Housing plan threatens Northmead wetland

A FORMER sandstone quarry inside a Northmead nature reserve may be scrapped in favour of apartment blocks after the state government push to rezone the site.

The former Moxham quarry, abandoned in the '50s after quarrymen struck an aquifer and flooded the mine, could make way for medium- to high-density units after the Sydney West Joint Regional Planning Panel was appointed this month to handle the proposal.

Winston Hills tour guide Judith Dunn, who walks from Winston Hills to Old Toongabbie along the 1.4 hectare green corridor that contains the quarry, said the site held historical and environmental significance and development would affect threatened native flora and fauna and erase local history.

"It's remnant forest and it's social history," Mrs Dunn said.

Mrs Dunn said the disused quarry had been "reclaimed" by nature and had become a wetland used by threatened native species, while retaining evidence of the industrial activities of the past.

"You can see the sandstone walls of the quarry and old roads leading away from it that the wagons used . . . I've seen powerful owls in there and a pair of nesting tawny frogmouths."

She said the government was treating it as a "blank space they can fill in with more housing".

Questions to deputy premier Andrew Stoner, whose department of trade and investments was behind the initial proposal, were referred to NSW Crown Lands for response.

A Crown Lands spokesperson said the site was subject to "extensive investigation" and the current plan was to rezone it for housing development.

The spokesperson said the proposal included a 20-metre "environmental protection buffer" to separate new housing from Northmead Gully and the Quarry Branch Creek vegetation corridor".

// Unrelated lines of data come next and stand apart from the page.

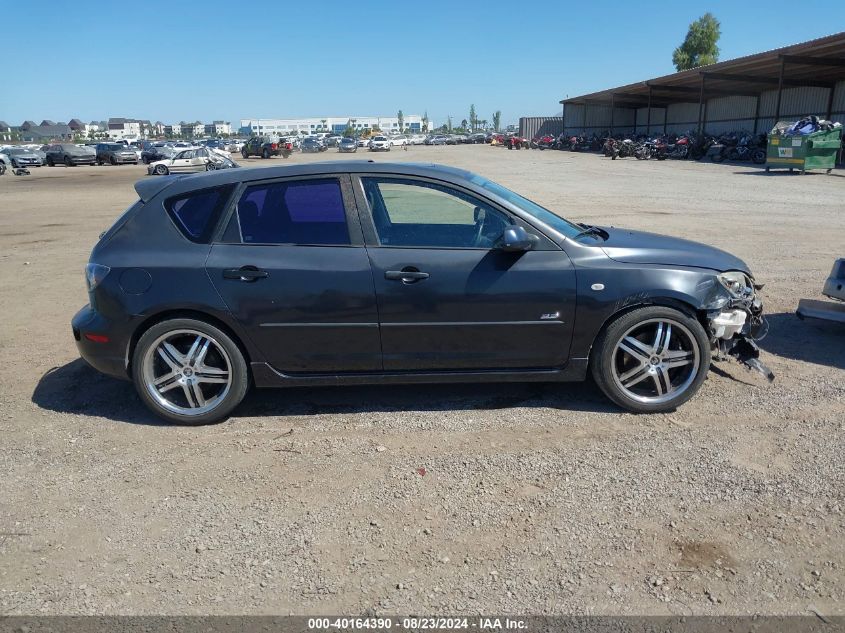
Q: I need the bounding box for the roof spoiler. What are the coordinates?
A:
[135,176,182,204]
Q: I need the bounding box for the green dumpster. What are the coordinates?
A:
[766,123,842,174]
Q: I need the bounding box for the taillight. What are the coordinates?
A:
[85,264,111,292]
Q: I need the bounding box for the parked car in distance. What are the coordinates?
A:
[44,143,97,167]
[0,147,41,169]
[141,143,180,165]
[323,134,342,147]
[337,136,358,152]
[96,143,140,165]
[72,161,765,424]
[299,136,328,153]
[147,147,239,176]
[370,134,390,152]
[241,136,293,158]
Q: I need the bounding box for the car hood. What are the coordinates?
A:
[598,227,751,274]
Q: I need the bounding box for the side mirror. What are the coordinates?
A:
[498,226,538,253]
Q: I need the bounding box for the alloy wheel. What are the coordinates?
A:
[612,318,701,404]
[143,329,232,416]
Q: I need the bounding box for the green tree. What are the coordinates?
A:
[672,13,722,71]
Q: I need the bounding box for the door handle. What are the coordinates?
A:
[384,266,429,284]
[223,266,270,281]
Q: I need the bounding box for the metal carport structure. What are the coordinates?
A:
[560,32,845,134]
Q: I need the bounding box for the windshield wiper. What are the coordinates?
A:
[572,224,610,240]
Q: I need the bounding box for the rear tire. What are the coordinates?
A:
[590,306,710,413]
[132,319,249,426]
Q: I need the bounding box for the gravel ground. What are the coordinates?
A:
[0,146,845,615]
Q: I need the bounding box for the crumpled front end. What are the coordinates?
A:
[705,271,775,382]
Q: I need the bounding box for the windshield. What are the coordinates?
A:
[470,175,583,238]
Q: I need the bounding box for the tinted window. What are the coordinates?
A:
[362,178,513,248]
[238,178,350,245]
[166,188,230,242]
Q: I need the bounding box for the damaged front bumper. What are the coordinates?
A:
[706,275,775,382]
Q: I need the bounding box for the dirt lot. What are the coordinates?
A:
[0,146,845,614]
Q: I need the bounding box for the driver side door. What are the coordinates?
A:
[356,175,576,371]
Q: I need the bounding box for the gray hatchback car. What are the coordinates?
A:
[72,161,771,424]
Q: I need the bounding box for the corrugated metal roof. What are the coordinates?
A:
[560,32,845,108]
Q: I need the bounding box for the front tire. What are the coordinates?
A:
[132,319,249,426]
[590,306,710,413]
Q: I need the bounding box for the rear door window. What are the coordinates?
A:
[232,178,351,246]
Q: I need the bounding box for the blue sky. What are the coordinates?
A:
[0,0,845,130]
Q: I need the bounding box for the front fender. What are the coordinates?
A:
[571,265,720,358]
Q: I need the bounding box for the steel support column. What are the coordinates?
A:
[825,87,836,121]
[610,93,616,135]
[697,75,705,136]
[775,57,786,125]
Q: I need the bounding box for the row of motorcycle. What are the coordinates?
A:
[530,132,766,165]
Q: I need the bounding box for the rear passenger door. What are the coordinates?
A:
[206,174,381,374]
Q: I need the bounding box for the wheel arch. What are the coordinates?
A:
[124,308,253,381]
[587,296,707,365]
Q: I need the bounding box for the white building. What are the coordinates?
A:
[205,121,232,136]
[240,114,430,136]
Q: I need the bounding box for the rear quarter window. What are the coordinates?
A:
[164,187,232,243]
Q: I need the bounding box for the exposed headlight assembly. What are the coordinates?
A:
[718,270,754,299]
[85,264,111,292]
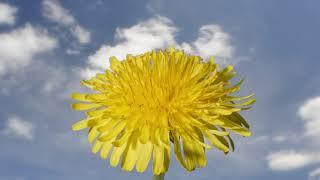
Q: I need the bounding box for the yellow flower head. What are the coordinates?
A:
[72,48,255,175]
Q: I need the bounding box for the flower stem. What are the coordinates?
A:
[152,173,165,180]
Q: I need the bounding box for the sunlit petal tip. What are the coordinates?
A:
[71,47,256,175]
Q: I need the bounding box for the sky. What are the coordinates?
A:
[0,0,320,180]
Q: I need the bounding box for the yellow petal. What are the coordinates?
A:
[136,141,153,173]
[182,140,196,171]
[121,142,139,171]
[91,141,104,154]
[204,131,229,152]
[140,125,150,144]
[110,144,127,167]
[88,127,100,143]
[152,145,164,175]
[100,142,112,159]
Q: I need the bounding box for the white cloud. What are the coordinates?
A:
[193,25,233,59]
[309,168,320,179]
[0,24,57,76]
[3,117,34,140]
[42,0,91,44]
[83,16,233,77]
[267,150,320,171]
[298,96,320,138]
[0,2,18,25]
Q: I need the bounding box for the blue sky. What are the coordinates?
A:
[0,0,320,180]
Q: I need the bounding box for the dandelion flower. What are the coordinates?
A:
[72,48,255,175]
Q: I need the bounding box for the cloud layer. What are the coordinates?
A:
[3,117,35,140]
[42,0,91,44]
[0,24,58,76]
[267,97,320,174]
[83,16,233,77]
[0,2,18,25]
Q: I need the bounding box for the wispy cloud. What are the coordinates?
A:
[2,117,35,140]
[267,150,320,170]
[0,2,18,25]
[299,96,320,138]
[83,16,233,77]
[266,97,320,176]
[0,24,58,76]
[42,0,91,44]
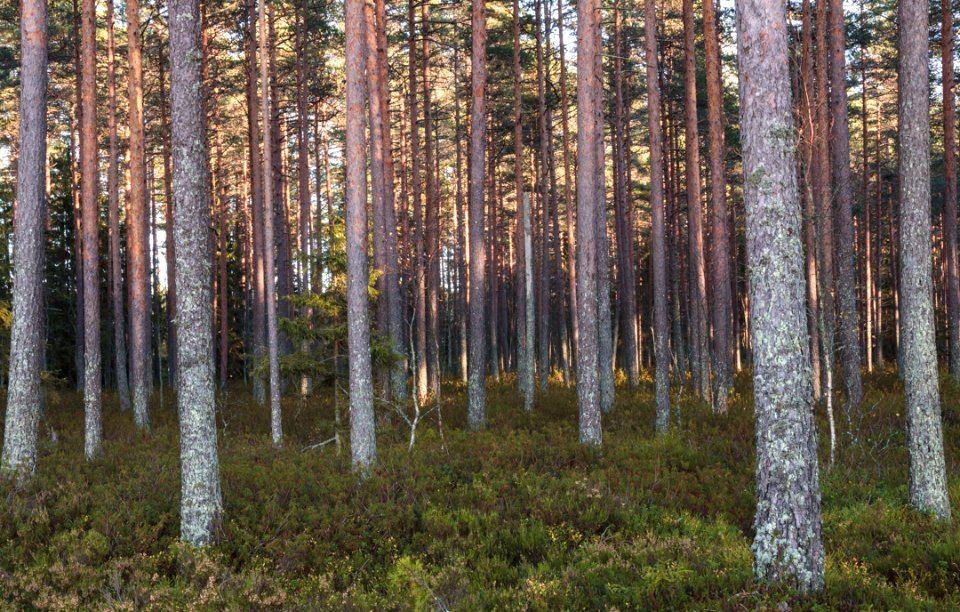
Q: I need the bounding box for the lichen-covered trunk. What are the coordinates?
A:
[613,1,636,387]
[0,0,47,480]
[737,0,824,591]
[703,0,733,412]
[126,0,153,429]
[800,0,821,401]
[345,0,377,474]
[535,0,552,391]
[420,2,440,393]
[107,2,130,409]
[80,0,103,459]
[243,0,267,404]
[170,0,223,546]
[940,0,960,379]
[643,0,670,434]
[830,0,863,416]
[375,0,408,400]
[510,0,535,410]
[813,0,837,394]
[258,0,282,446]
[557,1,580,370]
[468,0,487,429]
[577,0,605,446]
[899,0,950,520]
[683,0,710,401]
[407,0,427,403]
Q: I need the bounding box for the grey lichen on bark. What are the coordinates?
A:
[346,0,377,475]
[0,0,47,482]
[737,0,824,591]
[169,0,223,546]
[899,0,950,520]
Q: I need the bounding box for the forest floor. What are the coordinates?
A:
[0,373,960,610]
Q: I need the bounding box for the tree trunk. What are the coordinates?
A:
[800,0,822,401]
[683,0,711,401]
[830,0,863,416]
[940,0,960,380]
[80,0,103,459]
[126,0,153,429]
[407,0,427,403]
[703,0,733,412]
[420,1,440,393]
[157,45,177,390]
[468,0,487,429]
[169,0,223,546]
[557,0,580,368]
[345,0,377,474]
[0,0,47,480]
[814,0,836,402]
[258,0,282,447]
[107,2,130,409]
[643,0,668,434]
[577,0,603,446]
[737,0,824,591]
[899,0,950,520]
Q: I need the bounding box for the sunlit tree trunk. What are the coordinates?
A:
[126,0,153,429]
[107,2,130,408]
[407,0,427,402]
[468,0,487,429]
[170,0,223,545]
[683,0,710,400]
[703,0,733,412]
[830,0,863,420]
[0,0,47,480]
[80,0,103,459]
[813,0,836,396]
[800,0,822,400]
[737,0,824,591]
[577,0,605,446]
[557,0,580,368]
[345,0,377,473]
[899,0,950,520]
[940,0,960,379]
[643,0,668,433]
[258,0,284,446]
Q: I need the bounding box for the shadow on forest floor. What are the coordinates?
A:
[0,372,960,609]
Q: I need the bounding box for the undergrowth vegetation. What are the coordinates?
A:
[0,373,960,610]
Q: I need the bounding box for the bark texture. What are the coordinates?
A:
[169,0,223,546]
[830,0,863,412]
[643,0,672,433]
[345,0,377,473]
[899,0,950,520]
[80,0,103,459]
[737,0,824,591]
[0,0,47,480]
[940,0,960,379]
[467,0,487,429]
[126,0,152,429]
[577,0,605,446]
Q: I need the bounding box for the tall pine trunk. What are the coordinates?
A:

"At this stage the focus is on working through the planning proposal over the former quarry and its access road," the spokesperson added.

"There are no plans to sell other Crown land within Moxham Reserve or in the vicinity of the reserve."

A Parramatta Council spokesman said the council opposed the rezoning as the site was not suitable for high-density housing as it was "inconsistent with the surrounding low-density housing character".